Aslında geçtiğimiz yılın Temmuz ayında Krans Montana’da yaşanmış olan başarısızlığa gelene kadar, liderler birbirlerinden duymadık, birbirlerine söylemedik bir şey bırakmadılar diye düşünüyorum.
Kıbrıs’ta 1974 savaşlarından beri  devam eden, ancak bir ateş-kes’e dayanan bir barış ve sükûnet yaşanmaktadır. Bu barış ve sükûnetin karşılıklı kabul edilebilir bir antlaşmaya dayandırılması akıl gereğidir tüm taraflar için. Yoksa etrafımızdaki denizlerde bulunan gaz kaynakları, Suriye’de patlatılan kimyasal gaz bombalarından çok daha da tehlikeli sonuçlar üretebilir kısa zaman içerisinde.

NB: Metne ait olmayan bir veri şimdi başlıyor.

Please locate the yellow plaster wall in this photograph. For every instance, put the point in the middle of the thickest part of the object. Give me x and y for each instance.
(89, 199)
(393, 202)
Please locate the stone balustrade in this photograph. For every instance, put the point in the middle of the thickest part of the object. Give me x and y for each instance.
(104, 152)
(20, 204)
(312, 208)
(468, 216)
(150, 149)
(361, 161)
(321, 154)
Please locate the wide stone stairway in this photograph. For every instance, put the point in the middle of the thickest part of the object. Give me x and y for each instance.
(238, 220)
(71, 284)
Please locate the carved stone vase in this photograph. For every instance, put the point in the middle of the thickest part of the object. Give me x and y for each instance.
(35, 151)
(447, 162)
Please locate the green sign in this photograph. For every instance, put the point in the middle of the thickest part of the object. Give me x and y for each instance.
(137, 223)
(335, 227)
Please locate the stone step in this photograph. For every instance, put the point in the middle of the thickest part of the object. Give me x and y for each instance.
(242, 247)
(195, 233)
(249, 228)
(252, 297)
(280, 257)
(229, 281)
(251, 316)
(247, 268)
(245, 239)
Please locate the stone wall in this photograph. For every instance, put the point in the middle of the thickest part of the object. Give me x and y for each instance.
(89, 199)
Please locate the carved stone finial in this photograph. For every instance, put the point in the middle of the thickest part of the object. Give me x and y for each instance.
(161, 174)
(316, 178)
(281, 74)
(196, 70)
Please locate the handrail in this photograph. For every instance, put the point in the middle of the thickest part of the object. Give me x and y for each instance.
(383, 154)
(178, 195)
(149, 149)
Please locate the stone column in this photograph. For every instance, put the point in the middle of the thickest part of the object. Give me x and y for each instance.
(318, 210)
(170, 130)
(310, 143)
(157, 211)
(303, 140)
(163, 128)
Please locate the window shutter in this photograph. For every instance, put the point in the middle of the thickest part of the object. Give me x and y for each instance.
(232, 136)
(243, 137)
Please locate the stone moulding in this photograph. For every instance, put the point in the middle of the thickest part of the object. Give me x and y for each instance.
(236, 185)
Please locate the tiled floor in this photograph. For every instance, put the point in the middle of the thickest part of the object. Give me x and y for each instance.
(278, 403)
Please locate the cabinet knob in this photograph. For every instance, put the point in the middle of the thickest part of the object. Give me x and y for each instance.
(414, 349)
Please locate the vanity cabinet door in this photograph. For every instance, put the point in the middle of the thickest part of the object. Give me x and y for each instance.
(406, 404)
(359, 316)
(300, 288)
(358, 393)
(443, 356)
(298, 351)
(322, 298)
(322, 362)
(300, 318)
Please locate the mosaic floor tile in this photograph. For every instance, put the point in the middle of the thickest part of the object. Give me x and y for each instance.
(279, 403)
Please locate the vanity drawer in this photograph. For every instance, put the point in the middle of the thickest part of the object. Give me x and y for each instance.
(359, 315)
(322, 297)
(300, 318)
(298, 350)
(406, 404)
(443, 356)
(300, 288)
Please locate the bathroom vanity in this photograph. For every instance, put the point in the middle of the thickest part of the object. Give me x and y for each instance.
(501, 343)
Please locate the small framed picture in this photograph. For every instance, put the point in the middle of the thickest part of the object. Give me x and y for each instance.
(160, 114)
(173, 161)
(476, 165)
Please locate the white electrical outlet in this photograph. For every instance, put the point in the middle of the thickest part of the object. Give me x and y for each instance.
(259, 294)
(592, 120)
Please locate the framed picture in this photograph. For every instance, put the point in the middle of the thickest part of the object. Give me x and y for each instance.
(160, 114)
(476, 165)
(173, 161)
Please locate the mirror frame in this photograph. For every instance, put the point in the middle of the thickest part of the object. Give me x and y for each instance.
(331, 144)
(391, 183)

16 Ağustos,1960 günü Kıbrıslı Rum lider Makarios , Kıbrıslı Türk lider Dr. Küçük ve son İngiliz valisi Foot tarafından atılan imzalarla, Birleşik Kırallık egemen üs bölgeleri dışında kalan topraklardaki egemenlik, iki toplumlu Kıbrıs Cumhuriyeti’ne devredilmişti. 
Bu akşamki 16 Nisan, 2018’de Akıncı - Anastasiades “sosyal yemeğinde”, ana menü bu değilse bile, ana madde budur. Üs bölgelerindeki Birleşik Kırallık egemenliği ne kadar meşru ise, Kıbrıs Cumhuriyeti’nin egemenliğindeki Kıbrıslı Türk ve Kıbrıslı Rum ortaklığı da  o kadar meşru ve yasaldır.Uluslararası hukuk da bunu söylüyor.
Rum toplumlu ya da tek toplumlu bir devlete indirgenmiş olan Kıbrıs Cumhuriyeti’nin BM ve AB üyelikleri 1959-60 antlaşmalarıyla ortada duran uluslararası hukuku ortadan kaldırmaya yetmez. Yetseydi, Rum adadaşlar, BM,AB ve tüm dünya, “iki toplumlu, iki bölgeli siyasal eşitliğe dayalı federal bir devlet” çözümünden söz etmezlerdi.
Tek (Rum) toplumlu Kıbrıs Cumhuriyeti, 55 yıllık Kıbrıs problematiğinin ta kendisidir.
Tek (Rum) toplumlu olmasına rağmen ,adanın bütününde ve denizlerinde tek egemen olduğunu iddia etmek gayrımeşru, hukuk dışı, ve mantıken de sakattır, akıl dışıdır. O ZAMAN NEDEN İKİ TOPLUMLU EGEMEN BİR FEDERAL DEVLETTEN SÖZ EDİLİYOR, TEK TOPLUMLU EGEMEN OLMAK SORUN OLUŞTURMUYORSA.! 
MESELE BU KADAR BASİT. GÖRECEYİG. EN NATHUMEN.